Background: Polycystic Ovary Syndrome (PCOS) is a multifaceted hormonal disorder that brings about various kinds of abnormalities in the reproductive, metabolic, and cardiovascular systems. Most of the time, the women with PCOS are deficient in Vitamin D, and fresh studies keep suggesting that it may influence an array of pathways leading to the development of the condition.

Objective: To organize, review, and combine the existing data in a systematic manner on the effect of vitamin D deficiency on the development of PCOS, with a special focus on hormonal imbalance, insulin resistance, ovarian dysfunction, reproductive outcomes, and cardiometabolic risk.

Methods: A narrative review was constructed from the evidence of peer, reviewed studies and concentrated on the level of vitamin D in women suffering from PCOS. Different kinds of studies such as observational, interventional, cross, sectional, retrospective, and prospective that examined associations between serum 25, hydroxyvitamin D levels and endocrine, metabolic, reproductive, and cardiovascular parameters were eligible. The data were combined in a qualitative way due to discrepancies in the design and findings of the studies.

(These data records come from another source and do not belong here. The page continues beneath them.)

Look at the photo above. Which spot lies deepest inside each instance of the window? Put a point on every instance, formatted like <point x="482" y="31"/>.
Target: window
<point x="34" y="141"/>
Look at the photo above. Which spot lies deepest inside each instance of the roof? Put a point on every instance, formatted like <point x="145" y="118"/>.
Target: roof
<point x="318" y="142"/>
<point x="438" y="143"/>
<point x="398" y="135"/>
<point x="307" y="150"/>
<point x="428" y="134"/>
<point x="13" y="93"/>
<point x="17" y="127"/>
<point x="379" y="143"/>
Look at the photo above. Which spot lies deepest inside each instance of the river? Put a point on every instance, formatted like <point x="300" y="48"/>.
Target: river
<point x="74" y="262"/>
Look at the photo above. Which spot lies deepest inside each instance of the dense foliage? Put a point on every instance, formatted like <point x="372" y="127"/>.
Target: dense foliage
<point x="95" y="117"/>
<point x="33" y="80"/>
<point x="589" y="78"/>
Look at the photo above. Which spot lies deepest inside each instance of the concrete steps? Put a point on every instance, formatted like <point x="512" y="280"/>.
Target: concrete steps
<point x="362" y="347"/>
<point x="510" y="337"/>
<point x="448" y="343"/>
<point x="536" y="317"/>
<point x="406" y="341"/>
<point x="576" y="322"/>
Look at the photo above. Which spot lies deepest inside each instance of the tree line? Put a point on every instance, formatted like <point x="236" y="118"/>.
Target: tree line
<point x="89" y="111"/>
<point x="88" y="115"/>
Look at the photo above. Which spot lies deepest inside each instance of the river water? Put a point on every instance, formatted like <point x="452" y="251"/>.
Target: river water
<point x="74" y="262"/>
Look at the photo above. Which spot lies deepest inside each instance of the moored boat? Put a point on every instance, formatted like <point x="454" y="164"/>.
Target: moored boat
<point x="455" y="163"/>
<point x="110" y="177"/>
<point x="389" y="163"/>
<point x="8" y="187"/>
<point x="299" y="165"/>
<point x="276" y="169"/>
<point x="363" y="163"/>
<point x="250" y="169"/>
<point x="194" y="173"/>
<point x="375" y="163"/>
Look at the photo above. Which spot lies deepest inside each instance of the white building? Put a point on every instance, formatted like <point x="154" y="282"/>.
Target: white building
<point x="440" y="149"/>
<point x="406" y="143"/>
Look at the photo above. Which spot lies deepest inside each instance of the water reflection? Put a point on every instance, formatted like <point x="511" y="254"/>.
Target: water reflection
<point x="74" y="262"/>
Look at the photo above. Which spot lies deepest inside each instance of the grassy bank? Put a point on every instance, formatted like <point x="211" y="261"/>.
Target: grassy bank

Results: Insufficient vitamin D was the primary reason that went along with the most significant insulin resistance, the worse metabolic profile, and the increase in androgen and anti, Mllerian hormone levels in women with PCOS. In those who lacked vitamin D, disturbances in gonadotropin secretion occurred, folliculogenesis was compromised, ovulation and pregnancy rates were decreased, and an unfavorable lipid profile as well as other cardiovascular risk biomarkers were present. Interventional studies review led to that conclusion that vitamin D supplementation has a positive effect on insulin sensitivity, androgen levels, hirsutism scores, and reproductive results, mainly in vitamin D, deficient and metabolically at, risk groups. However, the degree of response varied among different PCOS phenotypes.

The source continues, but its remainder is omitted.